Next February I’ll be transitioning to Klaviyo from another marketing automation tool.

My company has a custom built platform that enables our customers to purchase and manage insurance policies while logged in.

With the old tool I was able to create or update a contact with a single API, it is my understanding that Klaviyo doesn’t work this way, am I correct? The old tool basically has a single endpoint that creates a new contact if the email isn’t in the database, or updated the contact details with that email if it is.

In this case, when a new user creates an account, would I need my platform to check if it is already in Klaviyo (maybe because it subscribed to the newsletter in the past) and then decide what call to perform (create or update)? I also understand that opting the profile in would require another separate call, is this true?

Thanks for any help!

Yes, you have it all correct.


Thanks! I’m happy to see that I’ve managed to understand this correctly (I’m tech savvy but not an actual dev).

If I may ask: how do you handle the tracking in this case? I mean: when someone submits a form to Klaviyo the system automatically links the profile with the tracking, I guess this is not the case when you do it via API. I saw that in the POST create profile there isn’t a _kx parameter (which to my understanding is the tracking id).

Thanks!

P.S.: I’m new here, is there a form for sending feature requests?

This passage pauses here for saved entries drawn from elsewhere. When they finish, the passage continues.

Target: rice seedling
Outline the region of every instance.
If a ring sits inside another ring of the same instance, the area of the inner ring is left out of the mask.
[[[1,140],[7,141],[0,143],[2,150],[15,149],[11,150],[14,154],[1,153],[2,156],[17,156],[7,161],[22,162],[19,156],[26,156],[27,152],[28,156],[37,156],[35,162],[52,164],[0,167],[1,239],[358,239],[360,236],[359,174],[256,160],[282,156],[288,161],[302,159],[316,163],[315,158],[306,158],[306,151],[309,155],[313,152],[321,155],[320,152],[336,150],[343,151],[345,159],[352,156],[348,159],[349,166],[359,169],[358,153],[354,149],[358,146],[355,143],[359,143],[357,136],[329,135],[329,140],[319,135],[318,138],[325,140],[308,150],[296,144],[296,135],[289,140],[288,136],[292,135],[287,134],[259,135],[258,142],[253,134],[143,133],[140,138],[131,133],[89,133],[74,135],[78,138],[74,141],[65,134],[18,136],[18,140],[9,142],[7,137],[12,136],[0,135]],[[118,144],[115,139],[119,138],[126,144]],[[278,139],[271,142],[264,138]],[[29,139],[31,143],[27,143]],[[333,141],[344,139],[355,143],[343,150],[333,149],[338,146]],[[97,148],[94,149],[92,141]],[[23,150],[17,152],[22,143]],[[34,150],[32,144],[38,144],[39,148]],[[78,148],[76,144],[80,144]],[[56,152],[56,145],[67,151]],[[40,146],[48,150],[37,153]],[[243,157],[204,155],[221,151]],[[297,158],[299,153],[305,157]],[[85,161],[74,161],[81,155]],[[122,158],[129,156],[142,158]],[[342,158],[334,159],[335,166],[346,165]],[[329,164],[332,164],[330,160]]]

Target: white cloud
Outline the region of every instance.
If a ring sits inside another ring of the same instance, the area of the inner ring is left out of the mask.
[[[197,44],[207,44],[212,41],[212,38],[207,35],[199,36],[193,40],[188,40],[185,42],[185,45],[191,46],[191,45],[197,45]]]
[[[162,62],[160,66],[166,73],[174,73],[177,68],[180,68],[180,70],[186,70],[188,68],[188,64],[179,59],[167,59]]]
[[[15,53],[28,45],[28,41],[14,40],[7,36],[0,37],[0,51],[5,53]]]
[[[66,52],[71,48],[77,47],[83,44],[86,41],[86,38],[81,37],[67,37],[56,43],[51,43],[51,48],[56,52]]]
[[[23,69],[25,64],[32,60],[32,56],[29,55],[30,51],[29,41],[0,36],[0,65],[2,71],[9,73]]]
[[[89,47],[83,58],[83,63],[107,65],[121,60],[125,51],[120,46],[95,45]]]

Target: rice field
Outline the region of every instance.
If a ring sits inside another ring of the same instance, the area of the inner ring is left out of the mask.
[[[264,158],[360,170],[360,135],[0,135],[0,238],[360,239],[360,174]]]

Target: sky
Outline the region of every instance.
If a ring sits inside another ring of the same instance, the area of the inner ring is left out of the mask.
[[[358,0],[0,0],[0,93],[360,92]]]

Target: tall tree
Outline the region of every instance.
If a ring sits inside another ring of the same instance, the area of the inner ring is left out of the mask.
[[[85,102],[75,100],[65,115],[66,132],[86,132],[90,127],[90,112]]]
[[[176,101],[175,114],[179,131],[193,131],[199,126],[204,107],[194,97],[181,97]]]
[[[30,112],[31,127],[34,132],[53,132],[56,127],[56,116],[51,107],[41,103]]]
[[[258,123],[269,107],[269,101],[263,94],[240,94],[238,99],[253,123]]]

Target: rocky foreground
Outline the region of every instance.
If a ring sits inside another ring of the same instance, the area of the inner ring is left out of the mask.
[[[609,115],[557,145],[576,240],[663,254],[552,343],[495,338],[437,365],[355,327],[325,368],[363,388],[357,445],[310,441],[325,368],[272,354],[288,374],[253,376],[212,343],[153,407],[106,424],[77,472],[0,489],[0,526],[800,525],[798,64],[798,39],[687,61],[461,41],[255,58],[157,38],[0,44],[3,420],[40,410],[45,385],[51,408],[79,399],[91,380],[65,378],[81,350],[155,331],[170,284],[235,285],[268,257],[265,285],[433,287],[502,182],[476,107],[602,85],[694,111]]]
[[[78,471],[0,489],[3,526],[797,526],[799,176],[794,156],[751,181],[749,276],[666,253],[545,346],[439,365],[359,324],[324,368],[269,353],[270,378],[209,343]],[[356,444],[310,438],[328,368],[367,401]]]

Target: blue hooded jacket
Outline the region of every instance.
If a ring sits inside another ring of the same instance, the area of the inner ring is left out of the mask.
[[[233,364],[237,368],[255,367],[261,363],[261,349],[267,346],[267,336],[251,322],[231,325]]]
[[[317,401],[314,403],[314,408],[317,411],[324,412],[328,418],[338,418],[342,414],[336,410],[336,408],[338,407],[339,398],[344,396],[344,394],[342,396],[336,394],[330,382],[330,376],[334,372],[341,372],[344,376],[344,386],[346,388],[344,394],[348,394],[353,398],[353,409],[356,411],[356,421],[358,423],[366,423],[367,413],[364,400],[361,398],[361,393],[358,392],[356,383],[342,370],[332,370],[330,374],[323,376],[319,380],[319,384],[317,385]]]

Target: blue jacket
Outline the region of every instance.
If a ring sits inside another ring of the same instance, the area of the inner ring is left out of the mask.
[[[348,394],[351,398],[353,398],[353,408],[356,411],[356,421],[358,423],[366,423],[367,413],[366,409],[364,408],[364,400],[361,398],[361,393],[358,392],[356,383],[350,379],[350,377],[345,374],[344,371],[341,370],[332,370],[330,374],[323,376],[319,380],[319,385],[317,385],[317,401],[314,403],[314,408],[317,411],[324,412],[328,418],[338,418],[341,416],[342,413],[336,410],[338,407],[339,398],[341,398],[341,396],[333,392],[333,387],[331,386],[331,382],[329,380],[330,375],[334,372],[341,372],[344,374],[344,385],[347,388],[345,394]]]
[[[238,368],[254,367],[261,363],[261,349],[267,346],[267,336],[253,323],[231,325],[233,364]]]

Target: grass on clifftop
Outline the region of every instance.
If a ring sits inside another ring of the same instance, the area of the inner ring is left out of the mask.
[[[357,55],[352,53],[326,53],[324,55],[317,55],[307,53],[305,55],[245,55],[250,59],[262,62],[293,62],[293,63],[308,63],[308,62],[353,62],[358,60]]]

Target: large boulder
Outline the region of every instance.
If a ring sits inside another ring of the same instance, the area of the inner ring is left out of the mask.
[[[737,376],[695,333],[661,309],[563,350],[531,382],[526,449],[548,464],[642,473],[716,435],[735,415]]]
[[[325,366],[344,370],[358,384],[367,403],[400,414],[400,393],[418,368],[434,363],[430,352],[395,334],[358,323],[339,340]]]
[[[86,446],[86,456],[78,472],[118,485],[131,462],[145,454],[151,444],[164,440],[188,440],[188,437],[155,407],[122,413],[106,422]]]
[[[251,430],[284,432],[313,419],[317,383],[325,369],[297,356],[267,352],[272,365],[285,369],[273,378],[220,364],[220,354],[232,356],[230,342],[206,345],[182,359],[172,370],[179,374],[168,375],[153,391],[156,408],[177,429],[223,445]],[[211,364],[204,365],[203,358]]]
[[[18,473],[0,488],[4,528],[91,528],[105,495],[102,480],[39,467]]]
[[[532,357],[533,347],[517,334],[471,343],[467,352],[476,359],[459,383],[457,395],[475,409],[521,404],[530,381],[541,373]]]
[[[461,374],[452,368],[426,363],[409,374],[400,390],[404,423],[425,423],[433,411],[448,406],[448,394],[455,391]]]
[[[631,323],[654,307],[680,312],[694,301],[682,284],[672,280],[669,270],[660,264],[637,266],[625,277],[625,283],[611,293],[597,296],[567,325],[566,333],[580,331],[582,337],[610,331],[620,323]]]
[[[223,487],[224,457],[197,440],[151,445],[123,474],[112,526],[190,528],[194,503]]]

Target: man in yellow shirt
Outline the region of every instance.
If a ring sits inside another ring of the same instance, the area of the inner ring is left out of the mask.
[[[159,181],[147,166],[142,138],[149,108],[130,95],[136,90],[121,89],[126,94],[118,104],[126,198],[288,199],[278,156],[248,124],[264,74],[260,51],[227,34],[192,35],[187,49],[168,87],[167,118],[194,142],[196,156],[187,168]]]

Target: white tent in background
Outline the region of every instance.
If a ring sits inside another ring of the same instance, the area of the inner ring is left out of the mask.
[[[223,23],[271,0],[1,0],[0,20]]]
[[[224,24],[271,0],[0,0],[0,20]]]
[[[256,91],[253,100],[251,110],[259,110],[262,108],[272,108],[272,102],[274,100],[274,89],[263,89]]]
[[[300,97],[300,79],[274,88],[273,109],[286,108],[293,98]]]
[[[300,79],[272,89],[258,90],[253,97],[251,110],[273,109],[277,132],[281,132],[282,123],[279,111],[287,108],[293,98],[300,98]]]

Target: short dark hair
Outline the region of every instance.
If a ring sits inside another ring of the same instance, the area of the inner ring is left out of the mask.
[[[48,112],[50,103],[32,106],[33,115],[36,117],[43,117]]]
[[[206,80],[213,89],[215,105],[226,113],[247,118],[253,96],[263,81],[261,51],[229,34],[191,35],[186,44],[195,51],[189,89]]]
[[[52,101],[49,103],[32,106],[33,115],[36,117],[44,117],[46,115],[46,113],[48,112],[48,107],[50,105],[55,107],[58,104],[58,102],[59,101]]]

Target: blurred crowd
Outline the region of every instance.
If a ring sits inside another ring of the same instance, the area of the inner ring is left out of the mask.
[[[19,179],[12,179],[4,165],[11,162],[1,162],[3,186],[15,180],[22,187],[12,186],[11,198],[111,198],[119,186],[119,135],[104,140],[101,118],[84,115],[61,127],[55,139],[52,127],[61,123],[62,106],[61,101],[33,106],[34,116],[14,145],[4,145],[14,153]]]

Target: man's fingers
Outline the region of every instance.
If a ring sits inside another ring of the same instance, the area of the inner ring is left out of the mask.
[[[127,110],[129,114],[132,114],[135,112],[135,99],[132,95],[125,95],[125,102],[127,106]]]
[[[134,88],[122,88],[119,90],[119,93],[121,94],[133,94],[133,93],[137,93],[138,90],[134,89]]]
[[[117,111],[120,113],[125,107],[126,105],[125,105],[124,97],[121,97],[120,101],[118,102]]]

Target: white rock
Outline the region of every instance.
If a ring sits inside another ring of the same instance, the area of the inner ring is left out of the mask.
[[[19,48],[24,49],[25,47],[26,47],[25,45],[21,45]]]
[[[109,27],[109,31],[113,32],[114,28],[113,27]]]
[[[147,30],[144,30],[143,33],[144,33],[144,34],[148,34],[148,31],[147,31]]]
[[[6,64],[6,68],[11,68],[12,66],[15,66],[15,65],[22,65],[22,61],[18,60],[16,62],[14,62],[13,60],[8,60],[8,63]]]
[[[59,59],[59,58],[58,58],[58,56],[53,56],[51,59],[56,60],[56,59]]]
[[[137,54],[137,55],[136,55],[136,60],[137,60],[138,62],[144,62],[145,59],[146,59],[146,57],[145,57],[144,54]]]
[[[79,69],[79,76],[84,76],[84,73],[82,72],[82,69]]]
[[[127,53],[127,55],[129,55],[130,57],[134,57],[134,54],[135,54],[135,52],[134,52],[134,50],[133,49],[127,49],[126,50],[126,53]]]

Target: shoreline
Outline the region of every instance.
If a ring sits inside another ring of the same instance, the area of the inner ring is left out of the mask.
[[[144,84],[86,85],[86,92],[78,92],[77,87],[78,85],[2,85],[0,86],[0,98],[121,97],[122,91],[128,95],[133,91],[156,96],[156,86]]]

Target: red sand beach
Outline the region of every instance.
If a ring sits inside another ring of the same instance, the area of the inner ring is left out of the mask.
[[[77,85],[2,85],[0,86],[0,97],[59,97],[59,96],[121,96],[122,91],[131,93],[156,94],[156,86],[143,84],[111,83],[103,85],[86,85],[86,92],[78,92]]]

That’s a good question. I’ve never worried about it much because most of the contacts I add through the API are also delivered an automated email in one way or another. And as soon as they click on a link and visit the website, the tracking is automatically activated, assuming you have tracking installed.

Here’s their help doc that explains all the different types of tracking and how you can cookie your contacts:


Well actually yours is a far better idea! I’ll just use Klaviyo to send the welcome mail and not the platform and it should be alright (and also that kind of email is usually more likely clicked, so two birds with one stone I’d say).